Allow Interrupt	Enable callers to interrupt audio prompts at any time.
Sensitivity Level	Select Low, Medium, or High depending on your callers environment and background sounds. Medium is the recommended setting to account for neutral backgrounds. Note: This field only appears when the Allow Interrupt check box is selected.
Language	Select the appropriate language for input.
Input Type	Select the appropriate variety of input. Note: This field only appears after a selection is made from the Language drop-down list. Learn more about each available Input Type option here.
Validation	Select the appropriate option from the drop-down list to verify your digit sequence: None: The default option. The caller's digit sequence will not go through any validation. Minimum and Maximum # of digits: The Min and Max fields appear. The caller's digit sequence must fall within the expected input length. If the digit sequence is expected to be an exact length (e.g., only 5-digit values are expected), enter that number in both the Min and Max field. Minimum and Maximum Value: The Min and Max fields appear. The caller's digit sequence must fall within the expected value range. The minimum value accepted in the Min field is "0" and the maximum value accepted in the Max field is "99999999999999999999". Depending on which Validation option you select, the caller's digit sequence will go through the appropriate check behind the scenes to verify if it is acceptable (success path) or unacceptable (failure path). Note: This field only appears if the "Digit Sequence" option is selected from the Input Type drop-down list. The Min and Max fields can contain digits or variables and are inclusive (e.g., if your Min is 4 and your Max is 8, 4-digit and 8 digit responses will be successful).
Max Attempts	Enter the appropriate number of retries a caller has to provide a response (1-10). Note: This field only appears when the Enhanced Error Handling toggle is "on".

Configure Audio

Click Configure Audio to build your audio options.

Audio Text (TTS): Use your default Text-to-Speech settings or select your preferred vendor and voice. Then type your message into the text box and click the blue “+” sign.
Audio Library: Add new or drag and drop existing audio files from the library.

For more information, see Configure Audio Settings.

Variables

Press or Say creates two variables that contain the caller’s response (either DTMF digits or transcription of their speech) and can be used downstream in your flow:

$DTMFv2_#.input: A translation of the caller's response to what your menu is looking for.
$DTMFv2_#.input_raw: The caller's exact response. You might prefer to use this variable if your caller's response is something more complicated (like complex product names) where a translation would yield worse results.
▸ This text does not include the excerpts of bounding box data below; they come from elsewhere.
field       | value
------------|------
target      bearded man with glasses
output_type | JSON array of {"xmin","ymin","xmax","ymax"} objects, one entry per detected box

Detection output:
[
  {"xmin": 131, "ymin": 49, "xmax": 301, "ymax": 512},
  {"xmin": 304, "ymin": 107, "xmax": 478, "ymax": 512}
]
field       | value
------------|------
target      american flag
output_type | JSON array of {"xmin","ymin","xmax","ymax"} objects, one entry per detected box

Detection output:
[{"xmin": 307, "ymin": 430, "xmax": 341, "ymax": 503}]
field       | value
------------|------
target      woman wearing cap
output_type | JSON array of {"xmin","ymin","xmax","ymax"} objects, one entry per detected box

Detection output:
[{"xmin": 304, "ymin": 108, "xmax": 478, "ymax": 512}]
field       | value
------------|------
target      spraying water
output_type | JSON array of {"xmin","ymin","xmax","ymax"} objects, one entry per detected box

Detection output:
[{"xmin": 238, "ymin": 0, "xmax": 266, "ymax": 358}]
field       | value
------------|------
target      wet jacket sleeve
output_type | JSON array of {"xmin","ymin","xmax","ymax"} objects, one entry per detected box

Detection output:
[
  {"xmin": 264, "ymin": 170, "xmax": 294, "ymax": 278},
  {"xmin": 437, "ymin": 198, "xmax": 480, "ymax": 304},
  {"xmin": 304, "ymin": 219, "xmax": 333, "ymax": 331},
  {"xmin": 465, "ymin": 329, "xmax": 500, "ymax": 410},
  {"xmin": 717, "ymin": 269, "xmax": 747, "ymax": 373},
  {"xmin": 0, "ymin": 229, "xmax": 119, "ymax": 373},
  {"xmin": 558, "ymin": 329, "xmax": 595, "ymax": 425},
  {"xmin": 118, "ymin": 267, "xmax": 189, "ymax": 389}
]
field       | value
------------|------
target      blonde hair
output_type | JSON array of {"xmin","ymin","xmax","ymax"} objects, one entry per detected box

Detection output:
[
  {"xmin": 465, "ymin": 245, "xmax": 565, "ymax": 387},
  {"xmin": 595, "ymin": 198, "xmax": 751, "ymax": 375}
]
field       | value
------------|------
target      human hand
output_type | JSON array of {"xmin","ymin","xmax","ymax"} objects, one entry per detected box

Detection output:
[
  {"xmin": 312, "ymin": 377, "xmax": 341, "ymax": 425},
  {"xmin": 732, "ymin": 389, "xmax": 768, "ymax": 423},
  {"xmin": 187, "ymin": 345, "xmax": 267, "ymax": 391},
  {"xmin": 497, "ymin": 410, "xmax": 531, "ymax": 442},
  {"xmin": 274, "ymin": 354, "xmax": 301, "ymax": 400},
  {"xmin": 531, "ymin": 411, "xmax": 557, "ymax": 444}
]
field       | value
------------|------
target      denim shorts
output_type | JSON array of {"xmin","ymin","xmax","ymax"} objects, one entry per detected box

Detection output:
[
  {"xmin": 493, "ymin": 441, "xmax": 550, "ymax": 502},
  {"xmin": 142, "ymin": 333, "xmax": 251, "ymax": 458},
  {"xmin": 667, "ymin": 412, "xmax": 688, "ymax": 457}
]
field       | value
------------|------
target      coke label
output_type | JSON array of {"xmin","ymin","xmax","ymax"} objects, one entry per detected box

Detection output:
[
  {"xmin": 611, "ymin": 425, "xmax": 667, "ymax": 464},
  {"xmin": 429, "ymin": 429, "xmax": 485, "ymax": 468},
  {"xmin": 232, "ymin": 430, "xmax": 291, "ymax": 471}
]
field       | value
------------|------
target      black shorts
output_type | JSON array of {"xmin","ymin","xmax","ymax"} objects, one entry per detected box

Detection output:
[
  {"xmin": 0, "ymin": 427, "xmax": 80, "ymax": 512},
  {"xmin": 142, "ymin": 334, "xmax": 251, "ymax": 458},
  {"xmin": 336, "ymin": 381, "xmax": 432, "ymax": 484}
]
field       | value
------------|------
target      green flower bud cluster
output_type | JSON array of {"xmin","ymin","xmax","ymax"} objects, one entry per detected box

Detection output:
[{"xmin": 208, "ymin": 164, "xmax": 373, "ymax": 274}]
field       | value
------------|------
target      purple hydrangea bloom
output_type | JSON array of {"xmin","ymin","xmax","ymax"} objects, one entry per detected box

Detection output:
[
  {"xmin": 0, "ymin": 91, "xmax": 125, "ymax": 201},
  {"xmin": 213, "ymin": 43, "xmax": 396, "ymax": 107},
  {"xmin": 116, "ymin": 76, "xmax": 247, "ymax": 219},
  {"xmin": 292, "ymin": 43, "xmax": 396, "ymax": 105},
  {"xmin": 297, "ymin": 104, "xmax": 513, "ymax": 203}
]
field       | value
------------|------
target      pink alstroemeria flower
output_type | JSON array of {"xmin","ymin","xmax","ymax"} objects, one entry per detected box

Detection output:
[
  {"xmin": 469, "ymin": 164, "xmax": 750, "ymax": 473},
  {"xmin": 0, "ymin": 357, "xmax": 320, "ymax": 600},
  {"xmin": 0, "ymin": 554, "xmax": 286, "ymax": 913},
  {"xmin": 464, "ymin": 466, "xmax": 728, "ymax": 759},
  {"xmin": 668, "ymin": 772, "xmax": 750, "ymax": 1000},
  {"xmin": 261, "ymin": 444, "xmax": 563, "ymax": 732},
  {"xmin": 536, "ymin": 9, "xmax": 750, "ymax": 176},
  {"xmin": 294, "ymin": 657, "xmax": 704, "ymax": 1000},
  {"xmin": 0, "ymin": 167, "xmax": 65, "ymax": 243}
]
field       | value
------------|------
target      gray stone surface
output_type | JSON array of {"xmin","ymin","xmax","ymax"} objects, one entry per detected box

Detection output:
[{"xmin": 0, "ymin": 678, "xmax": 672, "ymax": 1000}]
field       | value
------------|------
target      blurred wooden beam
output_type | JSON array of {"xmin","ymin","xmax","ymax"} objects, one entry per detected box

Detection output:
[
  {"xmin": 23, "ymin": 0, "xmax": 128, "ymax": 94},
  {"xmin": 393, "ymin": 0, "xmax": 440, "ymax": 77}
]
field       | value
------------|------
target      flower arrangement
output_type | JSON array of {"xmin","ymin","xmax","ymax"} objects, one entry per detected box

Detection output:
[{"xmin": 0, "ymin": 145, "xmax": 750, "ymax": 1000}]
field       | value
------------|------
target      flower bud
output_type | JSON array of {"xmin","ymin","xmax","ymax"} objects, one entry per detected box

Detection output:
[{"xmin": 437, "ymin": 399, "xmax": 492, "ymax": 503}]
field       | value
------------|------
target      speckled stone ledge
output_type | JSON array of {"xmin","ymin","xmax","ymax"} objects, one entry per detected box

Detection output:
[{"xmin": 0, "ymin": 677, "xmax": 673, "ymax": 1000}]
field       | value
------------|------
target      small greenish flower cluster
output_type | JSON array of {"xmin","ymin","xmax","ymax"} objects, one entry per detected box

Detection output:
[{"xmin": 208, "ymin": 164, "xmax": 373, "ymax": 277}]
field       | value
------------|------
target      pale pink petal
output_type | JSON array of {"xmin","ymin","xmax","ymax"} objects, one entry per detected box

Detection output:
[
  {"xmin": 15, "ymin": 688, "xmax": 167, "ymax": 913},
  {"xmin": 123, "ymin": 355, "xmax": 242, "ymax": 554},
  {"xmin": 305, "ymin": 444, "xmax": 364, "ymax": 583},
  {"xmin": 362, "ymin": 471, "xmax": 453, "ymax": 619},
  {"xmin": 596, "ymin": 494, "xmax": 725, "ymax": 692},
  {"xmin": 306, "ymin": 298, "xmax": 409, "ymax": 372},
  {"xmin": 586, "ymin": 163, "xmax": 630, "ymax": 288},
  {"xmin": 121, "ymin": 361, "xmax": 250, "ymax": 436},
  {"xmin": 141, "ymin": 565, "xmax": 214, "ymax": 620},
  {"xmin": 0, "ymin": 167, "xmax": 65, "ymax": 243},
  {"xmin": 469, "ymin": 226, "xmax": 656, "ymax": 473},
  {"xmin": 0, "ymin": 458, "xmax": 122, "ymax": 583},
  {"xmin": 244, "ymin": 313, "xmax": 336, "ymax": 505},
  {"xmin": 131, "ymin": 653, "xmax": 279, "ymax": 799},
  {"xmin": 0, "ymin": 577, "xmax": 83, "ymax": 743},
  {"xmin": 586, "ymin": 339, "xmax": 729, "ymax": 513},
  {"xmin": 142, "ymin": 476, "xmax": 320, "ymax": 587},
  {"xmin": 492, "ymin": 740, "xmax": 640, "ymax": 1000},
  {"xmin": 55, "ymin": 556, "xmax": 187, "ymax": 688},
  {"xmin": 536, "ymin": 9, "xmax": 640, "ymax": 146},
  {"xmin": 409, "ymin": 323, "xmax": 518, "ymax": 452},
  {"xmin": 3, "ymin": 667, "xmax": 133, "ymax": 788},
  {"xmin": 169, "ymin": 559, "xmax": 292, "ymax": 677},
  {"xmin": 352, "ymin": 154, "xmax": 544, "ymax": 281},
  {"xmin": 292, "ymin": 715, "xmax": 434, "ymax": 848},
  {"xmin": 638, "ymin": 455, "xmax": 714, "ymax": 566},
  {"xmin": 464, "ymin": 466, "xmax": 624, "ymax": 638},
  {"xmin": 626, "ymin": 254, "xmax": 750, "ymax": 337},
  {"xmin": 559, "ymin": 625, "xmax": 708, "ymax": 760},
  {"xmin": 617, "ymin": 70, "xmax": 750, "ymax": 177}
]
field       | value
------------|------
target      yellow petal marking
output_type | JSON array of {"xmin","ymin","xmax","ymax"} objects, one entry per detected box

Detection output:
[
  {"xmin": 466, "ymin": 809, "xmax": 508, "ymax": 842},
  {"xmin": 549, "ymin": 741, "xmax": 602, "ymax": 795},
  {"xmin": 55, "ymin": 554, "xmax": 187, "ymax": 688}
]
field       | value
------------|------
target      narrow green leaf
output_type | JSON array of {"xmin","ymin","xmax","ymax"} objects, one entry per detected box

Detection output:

Note: # is a placeholder for the action ID associated with the Press or Say action. The action ID depends on the order you add actions to your flow (e.g., if Press or Say was the ninth action you added to your flow the variables would be $DTMFv2_9.input and $DTMFv2_9.input_raw).

Press or Say caller responses are saved as text. If you would like to use an audio file response downstream, we recommend using the Record Response action. A Switch action downstream in your flow can be used to route the flow based on the contents of the variable.

Check out How to Use Variables in SmartFlows for more information about using variables in your flow.

Action

Each Press or Say action includes three exit ports corresponding to the following outcomes:

On Success: The course of the flow if the caller's input is successfully collected (port 1)
On Timeout: The course of the flow if the caller doesn't provide input before the timeout period elapses (port 2)
On Failure: The course of the flow if the caller's input is not collected (port 3)

An action should be connected to each of the exit ports and the port order cannot be rearranged.